# A heuristic for finding the vector that is maximally distant from a set of vectors

I have two sets of vectors: A and B. I want to find the vector Bi in set B that is maximally distant from the vectors in set A, either by average distance or closest distance. I know that I can accomplish this by comparing every vector Ai in A with every vector Bi in B, but that will be very costly. It is acceptable for the solution to be approximate. Is there a heuristic algorithm that can solve this problem more efficiently?

• Another related question. Oct 9 '21 at 18:53
• @PålGD The dimension-space is potentially unlimited. O(nlogn) would be acceptable. Oct 9 '21 at 20:07

Just to answer with some ideas.

If you have too many dimensions, you can use the Johnson–Lindenstrauss lemma to reduce the dimensions while keeping distances approximately the same (some $$\epsilon$$ away from original distances).

You can find a 3-approximation for the point in $$B$$ that is farthest away from any point in $$A$$ (pick any $$b' \in B$$, then find an $$a \in A$$ that is farthest away from $$b'$$, and then pick a $$b \in B$$ that is farthest away from $$a$$). This should be a 3-approximation for the farthest $$A$$-$$B$$-points.

However, you want to minimize the point in $$B$$ farthest away from all of $$A$$, so maybe you can try to find the centroid $$c(A)$$ and find the point in $$B$$ that is farthest away from $$c(A)$$? Note that this only works if most points in $$A$$ are close to $$c(A)$$. You can also try to remove outliers first.

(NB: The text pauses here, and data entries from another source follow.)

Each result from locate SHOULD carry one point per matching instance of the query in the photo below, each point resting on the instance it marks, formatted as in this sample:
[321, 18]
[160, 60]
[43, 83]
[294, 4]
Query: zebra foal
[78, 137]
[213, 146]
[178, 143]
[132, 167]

A randomized approach could be to choose e.g. a constant fraction of the points in $$A$$ and perform the centroid algorithm, and repeat as many times as you see fit. Or you can choose, say $$\log |A|$$ many points in $$A$$ and find the point in $$B$$ farthest away from this set. Repeat as many times as you can.

These are all suggestions where we don't know anything about $$A$$ and $$B$$. How are they generated? Do they follow some probability distribution? If you use the knowledge you have about these sets, you will very likely get better algorithms.

Finally, you can see if you can use a $$k$$-d tree to come up with a better algorithm.